This is the first participation of Tunisia in GEM activities. Early-stage entrepreneurial activity in Tunisia measures 9.4%; comprising 2.2% nascent entrepreneurship and 7.2% new firm entrepreneurship. The established business ownership rate measures 10.2%. Entrepreneurial activity is driven more by opportunity rather than necessity with 77.7% of entrepreneurial activity being motivated by opportunity and only 23.3% is driven by necessity. Male entrepreneurial activity is about three times higher (at 73.0%) than that of females (at 27.0%) and the results show that 71.1% of male entrepreneurs are driven by opportunity while this rate is about 66.5% for female entrepreneurs.
The survey reveals that 57.6% of Tunisians expects to start a new business within the next three years. We also find that 51.4% of individuals involved in entrepreneurial activity for an opportunity motive are mainly interested in increasing personal income, while 11.6% are mostly concerned with greater independence. At the same time, 22.3% who pursued non-opportunity motives were driven by a desire to maintain personal income. In term of growth aspirations, results show that 7% of all early-stage business entities are expecting 10 or more jobs 5 years after the business have started. Among individuals involved in entrepreneurship activity 61.3% expect to create between 1 and 5 jobs, while 19.4% expect to create between 6 and 19 jobs and only 11.8% have expectations of more than 20 jobs.

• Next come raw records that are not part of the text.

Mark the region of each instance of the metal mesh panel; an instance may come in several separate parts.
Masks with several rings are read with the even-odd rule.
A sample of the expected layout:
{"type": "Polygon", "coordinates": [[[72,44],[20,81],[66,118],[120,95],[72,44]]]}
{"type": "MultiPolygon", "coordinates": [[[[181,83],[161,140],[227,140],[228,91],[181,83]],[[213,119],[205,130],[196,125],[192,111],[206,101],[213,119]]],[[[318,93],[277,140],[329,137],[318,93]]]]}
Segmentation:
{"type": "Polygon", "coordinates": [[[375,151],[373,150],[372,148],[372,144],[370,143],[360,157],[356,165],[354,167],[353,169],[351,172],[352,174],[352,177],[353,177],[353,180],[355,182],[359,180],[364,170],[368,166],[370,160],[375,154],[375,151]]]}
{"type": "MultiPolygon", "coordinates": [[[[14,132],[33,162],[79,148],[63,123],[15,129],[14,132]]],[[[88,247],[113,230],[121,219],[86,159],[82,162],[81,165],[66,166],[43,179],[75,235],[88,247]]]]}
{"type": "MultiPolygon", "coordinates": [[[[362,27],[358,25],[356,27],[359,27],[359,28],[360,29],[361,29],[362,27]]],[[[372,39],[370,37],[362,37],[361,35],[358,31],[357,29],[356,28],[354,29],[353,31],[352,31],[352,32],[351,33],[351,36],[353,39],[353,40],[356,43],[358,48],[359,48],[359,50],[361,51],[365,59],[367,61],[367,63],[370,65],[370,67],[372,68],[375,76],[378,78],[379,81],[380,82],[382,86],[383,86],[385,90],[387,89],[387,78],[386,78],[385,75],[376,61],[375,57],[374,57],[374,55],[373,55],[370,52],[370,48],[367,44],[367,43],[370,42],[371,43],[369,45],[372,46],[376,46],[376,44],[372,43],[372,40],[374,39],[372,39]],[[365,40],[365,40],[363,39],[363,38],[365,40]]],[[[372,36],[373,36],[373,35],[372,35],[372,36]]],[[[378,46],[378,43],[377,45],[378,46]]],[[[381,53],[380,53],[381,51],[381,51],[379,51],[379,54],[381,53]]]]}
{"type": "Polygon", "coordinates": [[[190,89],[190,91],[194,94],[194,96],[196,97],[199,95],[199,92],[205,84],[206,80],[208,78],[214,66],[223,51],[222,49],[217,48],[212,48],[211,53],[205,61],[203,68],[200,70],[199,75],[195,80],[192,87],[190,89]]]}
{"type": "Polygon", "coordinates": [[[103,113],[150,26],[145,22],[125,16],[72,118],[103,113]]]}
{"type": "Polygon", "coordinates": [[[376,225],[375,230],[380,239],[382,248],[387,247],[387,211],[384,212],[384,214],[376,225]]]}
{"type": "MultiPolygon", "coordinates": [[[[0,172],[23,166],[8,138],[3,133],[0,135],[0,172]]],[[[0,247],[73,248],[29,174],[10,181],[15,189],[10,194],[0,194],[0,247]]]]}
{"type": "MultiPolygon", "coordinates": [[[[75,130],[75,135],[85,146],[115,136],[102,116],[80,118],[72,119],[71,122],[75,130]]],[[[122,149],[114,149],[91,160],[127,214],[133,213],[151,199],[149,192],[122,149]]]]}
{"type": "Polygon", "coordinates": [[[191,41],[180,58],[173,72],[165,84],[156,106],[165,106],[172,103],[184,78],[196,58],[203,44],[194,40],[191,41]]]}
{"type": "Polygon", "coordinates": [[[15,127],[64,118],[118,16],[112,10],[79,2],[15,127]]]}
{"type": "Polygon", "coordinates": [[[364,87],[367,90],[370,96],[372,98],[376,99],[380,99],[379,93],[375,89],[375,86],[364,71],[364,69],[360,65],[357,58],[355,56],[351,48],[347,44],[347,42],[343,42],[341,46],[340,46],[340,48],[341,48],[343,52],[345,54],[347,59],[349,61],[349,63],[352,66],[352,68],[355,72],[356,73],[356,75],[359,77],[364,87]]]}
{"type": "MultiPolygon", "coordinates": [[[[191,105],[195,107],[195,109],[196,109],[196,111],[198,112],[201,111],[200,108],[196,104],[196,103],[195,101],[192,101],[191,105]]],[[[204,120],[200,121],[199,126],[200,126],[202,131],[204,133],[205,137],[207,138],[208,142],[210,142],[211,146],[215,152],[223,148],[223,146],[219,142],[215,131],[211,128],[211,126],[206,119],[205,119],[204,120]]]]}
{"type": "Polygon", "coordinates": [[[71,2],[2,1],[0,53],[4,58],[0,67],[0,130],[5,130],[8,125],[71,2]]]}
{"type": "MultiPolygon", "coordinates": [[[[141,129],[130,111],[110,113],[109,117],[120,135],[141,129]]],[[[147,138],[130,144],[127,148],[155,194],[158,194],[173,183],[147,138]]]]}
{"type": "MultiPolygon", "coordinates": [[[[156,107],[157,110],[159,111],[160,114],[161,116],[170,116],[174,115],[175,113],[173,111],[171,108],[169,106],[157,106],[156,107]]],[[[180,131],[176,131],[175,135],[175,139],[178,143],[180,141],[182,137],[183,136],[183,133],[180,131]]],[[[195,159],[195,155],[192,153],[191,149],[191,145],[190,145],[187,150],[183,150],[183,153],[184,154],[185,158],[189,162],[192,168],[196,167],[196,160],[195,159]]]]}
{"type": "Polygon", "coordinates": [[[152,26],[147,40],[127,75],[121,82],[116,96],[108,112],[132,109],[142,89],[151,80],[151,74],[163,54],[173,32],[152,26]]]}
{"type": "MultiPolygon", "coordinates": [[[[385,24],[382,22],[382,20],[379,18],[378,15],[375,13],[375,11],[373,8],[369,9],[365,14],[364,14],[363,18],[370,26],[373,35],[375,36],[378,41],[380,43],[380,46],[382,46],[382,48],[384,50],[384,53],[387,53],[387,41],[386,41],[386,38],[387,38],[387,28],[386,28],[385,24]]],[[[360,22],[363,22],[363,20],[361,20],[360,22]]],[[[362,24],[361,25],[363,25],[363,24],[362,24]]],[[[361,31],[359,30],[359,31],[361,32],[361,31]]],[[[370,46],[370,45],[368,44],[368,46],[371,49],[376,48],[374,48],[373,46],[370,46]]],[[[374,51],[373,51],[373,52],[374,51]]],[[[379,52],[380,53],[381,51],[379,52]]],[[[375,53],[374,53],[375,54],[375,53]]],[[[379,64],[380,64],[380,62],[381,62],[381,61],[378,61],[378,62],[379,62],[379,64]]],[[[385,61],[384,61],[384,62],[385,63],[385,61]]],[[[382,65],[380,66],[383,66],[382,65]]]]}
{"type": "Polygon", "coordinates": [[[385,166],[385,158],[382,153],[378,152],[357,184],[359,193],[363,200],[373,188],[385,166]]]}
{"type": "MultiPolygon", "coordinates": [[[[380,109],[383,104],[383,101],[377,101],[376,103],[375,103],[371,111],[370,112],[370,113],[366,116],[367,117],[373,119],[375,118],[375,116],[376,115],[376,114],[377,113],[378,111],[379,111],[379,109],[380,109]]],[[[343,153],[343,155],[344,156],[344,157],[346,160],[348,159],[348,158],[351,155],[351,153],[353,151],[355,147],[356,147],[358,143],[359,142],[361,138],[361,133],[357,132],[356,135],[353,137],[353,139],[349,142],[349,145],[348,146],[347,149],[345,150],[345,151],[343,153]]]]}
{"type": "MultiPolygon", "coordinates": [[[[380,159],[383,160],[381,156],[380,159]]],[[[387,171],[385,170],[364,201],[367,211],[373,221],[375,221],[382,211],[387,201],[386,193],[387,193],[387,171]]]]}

Experts believe that the Tunisian government has made entrepreneurial developments a national priority. Indeed, several acts of legislation, economic incentives and governmental programs and institutions have been established in order to boost business creation, in particular by university graduates. Entrepreneurial education is being introduced and reinforced within the higher education system in order to develop a nationwide entrepreneurial culture and prepare the emergence of new generations of entrepreneurs. Tunisia has managed to avoid direct hit by the recent financial turmoil. This is due to a prudent financial and economic policy and to partial openness of the Tunisian stock market to foreign investors and to foreign assets. Nevertheless, exporting firms have been affected and to some degree by the economic repercussions of the financial crisis. Experts attribute this exposure to the relative dependence of these activities to the European markets.
In order to hold down the impacts of world economic crisis, decision makers in Tunisia have adopted a comprehensive set of policy measures that includes the creation of a strategic investment fund (1% of GDP), boost the infrastructure programs, set up credit lines destined to support financial restructuring of key business operators as well as more strict regulation on bank placements. Official statistics show an increase of 12.7% for declared investment in Industry during the first 9 months of 2009, while declared investment in services sector has increased about 16.5% during the same period. In terms of growing businesses, difficulties are felt more strongly by nascent firms, while established ones are doing better. Indeed, only 17% of early-stage entrepreneurs and 31% of established entrepreneurs believe that growing a business now is more difficult than one year ago due to crisis repercussions. These low figures tend to confirm that the world economic turmoil did not have severe incidence on young business development. Nevertheless, 47.6% of early stage entrepreneurs find some difficulties in starting a business as a result of the economic crisis.